En concreto, la compañía ha instalado en Sandwich, Kent, el primer emplazamiento móvil prefabricado de Europa, introduciendo un nuevo e innovador enfoque para la construcción de infraestructuras móviles que acelera significativamente el despliegue y minimiza los problemas in situ, lo que significa que se puede ofrecer una conectividad fiable a los clientes de forma más rápida y eficiente.
O2 ha recordado que, tradicionalmente, los ingenieros que instalaban antenas, radios y cableado tenían que conectar y configurar cientos de conexiones en el lugar, a menudo trabajando en altura y expuestos a la intemperie.
Gracias a la tecnología desarrollada por Vecta Labs, estos componentes ahora se ensamblan y prueban completamente antes de llegar a la torre, lo que simplifica enormemente la instalación y mejora el control de calidad.
Cada unidad se ensambla previamente y se valida en un entorno de pruebas controlado mediante equipos especializados, incluidas cámaras anecoicas que permiten a los ingenieros medir con precisión el rendimiento de la radio.
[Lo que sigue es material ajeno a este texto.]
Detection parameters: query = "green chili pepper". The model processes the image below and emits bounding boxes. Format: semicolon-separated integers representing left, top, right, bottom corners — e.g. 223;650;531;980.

Posteriormente, se someten a condiciones de viento simuladas para replicar las tensiones del mundo real antes de salir de fábrica, lo que garantiza que cada mástil cumpla con el mismo estándar de calidad al llegar.
Los componentes pasivos de radiofrecuencia, como antenas, cables y conectores, también se someten a pruebas de intermodulación pasiva (PIM), una fuente común de interferencia que puede degradar el rendimiento de la red.
Al identificar y solucionar estos problemas antes del despliegue, O2 puede garantizar un rendimiento constante de la red móvil desde el momento en que una estación base entra en funcionamiento.
Este método también simplifica enormemente la instalación, reduciendo el número de conexiones que los técnicos deben realizar in situ de unos 100 cables a tan solo seis, lo que ahorra tiempo y minimiza el riesgo de errores.
El primer despliegue europeo se llevó a cabo en Sandwich, Kent, donde el equipo preensamblado se instaló en cuatro horas, reduciendo el tiempo de trabajo in situ hasta en un 75% en comparación con los despliegues tradicionales.
Para los clientes de O2, esto significa que las estaciones base nuevas y mejoradas se pueden instalar más rápido y con menos tiempo de inactividad de la red, lo que ayuda a mejorar la cobertura y aumentar la capacidad para que puedan ver contenido en streaming, navegar y mantenerse conectados en cualquier lugar.